Since Billboard and the RIAA only provide overall sales of a song without separating Spanish-language versions of a track sung in English, some Spanish versions' sales are incalculable. Counting both versions, "Hips Don't Lie" by Shakira featuring Wyclef Jean sold 3,553,000 copies, "She Wolf" by Shakira sold 1,812,000 as of March 2014, "Waka Waka (This Time for Africa)" by Shakira featuring Freshlyground sold 1,763,000 as of March 2014, and "Livin' La Vida Loca" by Ricky Martin sold 1,100,000 physical copies as of 1999 and 502,000 digital units as of 2011.

===Spanglish songs performed mainly in English===
Since Billboard and Nielsen SoundScan are inconsistent with the definition of Latin music (Billboard states that the US Latin Digital Songs chart only ranks Spanish-language songs but the English-language song "Conga" was ranked on the 2016 US Latin Digital Songs year-end chart), some Spanglish songs primarily sung in English were excluded from the table above.

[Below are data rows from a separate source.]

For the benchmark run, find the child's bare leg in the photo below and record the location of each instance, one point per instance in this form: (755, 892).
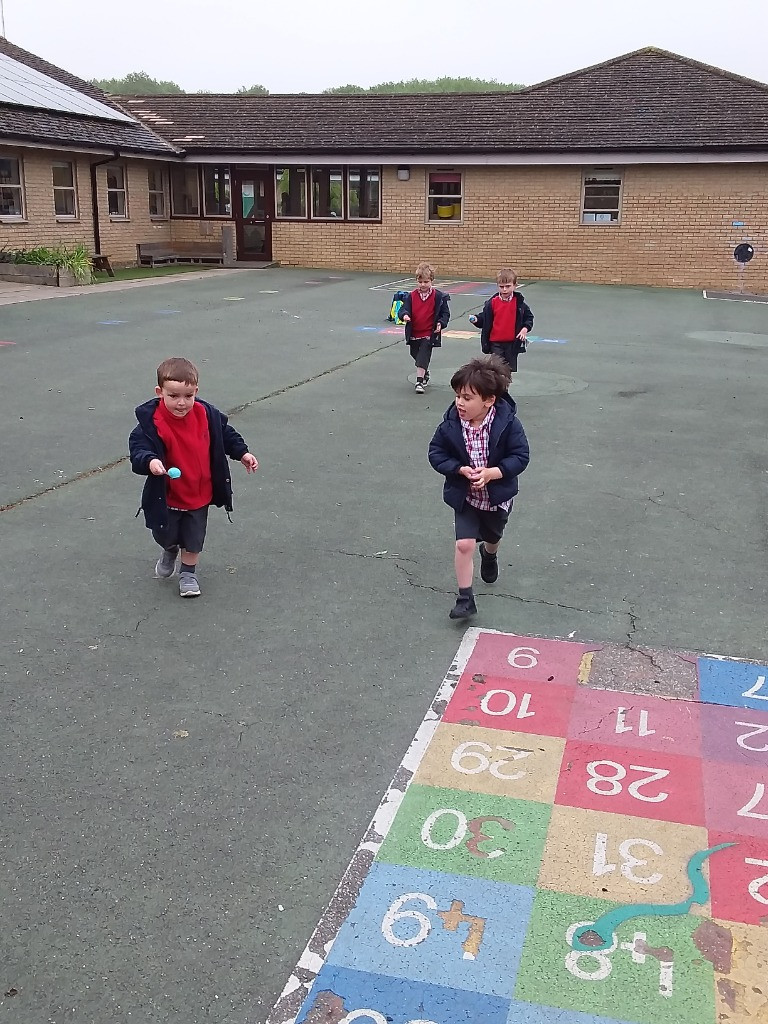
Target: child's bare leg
(464, 561)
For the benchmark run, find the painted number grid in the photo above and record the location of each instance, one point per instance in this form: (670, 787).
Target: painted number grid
(567, 855)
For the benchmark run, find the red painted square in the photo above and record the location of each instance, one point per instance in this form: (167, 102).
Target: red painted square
(736, 798)
(506, 704)
(527, 658)
(642, 783)
(644, 723)
(735, 734)
(739, 889)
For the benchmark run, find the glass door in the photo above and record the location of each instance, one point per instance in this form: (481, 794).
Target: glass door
(254, 209)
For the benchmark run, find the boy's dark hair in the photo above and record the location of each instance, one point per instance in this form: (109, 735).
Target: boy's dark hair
(177, 369)
(506, 276)
(486, 376)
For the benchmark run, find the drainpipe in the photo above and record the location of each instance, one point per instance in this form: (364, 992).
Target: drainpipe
(94, 198)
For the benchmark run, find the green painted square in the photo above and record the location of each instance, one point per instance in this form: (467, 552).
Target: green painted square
(626, 982)
(454, 830)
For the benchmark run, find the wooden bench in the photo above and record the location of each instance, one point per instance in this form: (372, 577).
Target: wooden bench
(159, 253)
(100, 261)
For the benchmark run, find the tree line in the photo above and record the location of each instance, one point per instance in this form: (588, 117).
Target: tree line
(139, 83)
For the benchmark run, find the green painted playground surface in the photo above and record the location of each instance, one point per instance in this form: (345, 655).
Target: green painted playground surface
(185, 785)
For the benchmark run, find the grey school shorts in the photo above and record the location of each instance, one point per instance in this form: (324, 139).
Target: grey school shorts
(479, 524)
(185, 529)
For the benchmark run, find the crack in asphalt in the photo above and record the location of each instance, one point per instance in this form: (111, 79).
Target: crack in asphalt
(231, 412)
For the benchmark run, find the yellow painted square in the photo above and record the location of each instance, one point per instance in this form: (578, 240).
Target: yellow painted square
(740, 974)
(503, 764)
(620, 858)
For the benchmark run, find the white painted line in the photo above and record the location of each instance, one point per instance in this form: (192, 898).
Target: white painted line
(311, 962)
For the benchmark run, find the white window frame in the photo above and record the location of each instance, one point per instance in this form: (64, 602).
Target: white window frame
(363, 169)
(226, 177)
(610, 175)
(122, 190)
(435, 196)
(66, 188)
(157, 193)
(15, 185)
(278, 195)
(332, 169)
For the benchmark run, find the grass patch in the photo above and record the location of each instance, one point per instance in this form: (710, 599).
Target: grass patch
(144, 272)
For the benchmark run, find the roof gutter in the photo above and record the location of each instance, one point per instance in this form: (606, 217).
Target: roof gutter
(94, 198)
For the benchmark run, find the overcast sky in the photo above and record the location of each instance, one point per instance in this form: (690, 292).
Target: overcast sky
(308, 45)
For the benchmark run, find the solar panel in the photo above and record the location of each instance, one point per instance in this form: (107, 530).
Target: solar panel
(24, 86)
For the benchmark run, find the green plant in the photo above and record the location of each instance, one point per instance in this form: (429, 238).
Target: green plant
(74, 258)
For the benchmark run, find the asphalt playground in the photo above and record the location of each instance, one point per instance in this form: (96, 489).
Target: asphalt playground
(184, 782)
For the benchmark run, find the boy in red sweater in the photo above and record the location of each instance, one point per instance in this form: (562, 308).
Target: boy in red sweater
(177, 429)
(505, 321)
(425, 313)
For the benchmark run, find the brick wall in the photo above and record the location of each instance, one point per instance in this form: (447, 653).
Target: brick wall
(675, 230)
(42, 227)
(676, 227)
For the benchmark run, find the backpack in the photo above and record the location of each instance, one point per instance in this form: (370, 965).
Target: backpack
(394, 309)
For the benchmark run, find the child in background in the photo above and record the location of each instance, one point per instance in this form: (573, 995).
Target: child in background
(178, 429)
(505, 321)
(480, 448)
(425, 313)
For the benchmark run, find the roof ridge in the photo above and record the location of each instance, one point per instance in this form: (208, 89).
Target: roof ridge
(53, 71)
(649, 51)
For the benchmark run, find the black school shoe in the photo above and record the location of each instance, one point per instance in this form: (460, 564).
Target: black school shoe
(465, 607)
(488, 566)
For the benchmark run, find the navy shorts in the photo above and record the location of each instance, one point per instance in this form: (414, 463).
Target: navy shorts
(478, 524)
(185, 529)
(508, 350)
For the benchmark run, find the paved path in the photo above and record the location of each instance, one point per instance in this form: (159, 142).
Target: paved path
(183, 783)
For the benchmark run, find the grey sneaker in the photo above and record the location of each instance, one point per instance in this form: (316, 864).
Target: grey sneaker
(166, 566)
(188, 586)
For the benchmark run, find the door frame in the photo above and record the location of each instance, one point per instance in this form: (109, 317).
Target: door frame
(241, 174)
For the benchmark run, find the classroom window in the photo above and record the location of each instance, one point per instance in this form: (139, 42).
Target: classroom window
(217, 196)
(184, 192)
(117, 192)
(444, 196)
(601, 197)
(156, 185)
(364, 193)
(65, 189)
(11, 187)
(290, 190)
(328, 194)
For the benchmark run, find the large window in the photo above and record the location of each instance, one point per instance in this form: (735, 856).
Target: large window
(65, 189)
(156, 185)
(216, 192)
(328, 194)
(601, 198)
(364, 193)
(444, 196)
(11, 188)
(117, 192)
(290, 192)
(184, 192)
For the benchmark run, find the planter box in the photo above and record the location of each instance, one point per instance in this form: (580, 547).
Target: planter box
(31, 273)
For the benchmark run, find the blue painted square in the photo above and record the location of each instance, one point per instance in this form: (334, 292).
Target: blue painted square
(394, 1000)
(529, 1013)
(407, 938)
(738, 684)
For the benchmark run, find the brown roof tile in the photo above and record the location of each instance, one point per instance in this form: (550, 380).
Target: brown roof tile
(646, 100)
(60, 129)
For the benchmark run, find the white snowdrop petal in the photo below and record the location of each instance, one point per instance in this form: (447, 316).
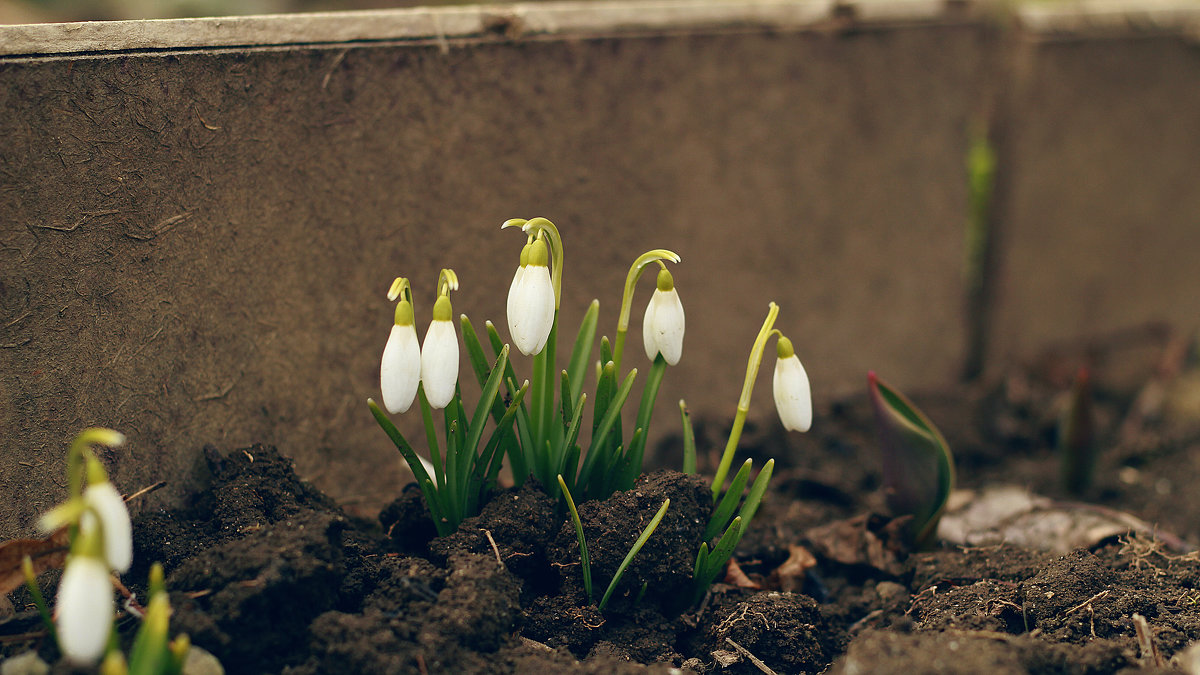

Following that, "I Know You Want Me (Calle Ocho)" by Pitbull sold over two million digital units as of November 2009 and "Bailamos" by Enrique Iglesias sold 700,000 physical copies as of 1999.

==Best-selling single by year==
This is a list of the best-selling Latin digital songs in the United States since 2010.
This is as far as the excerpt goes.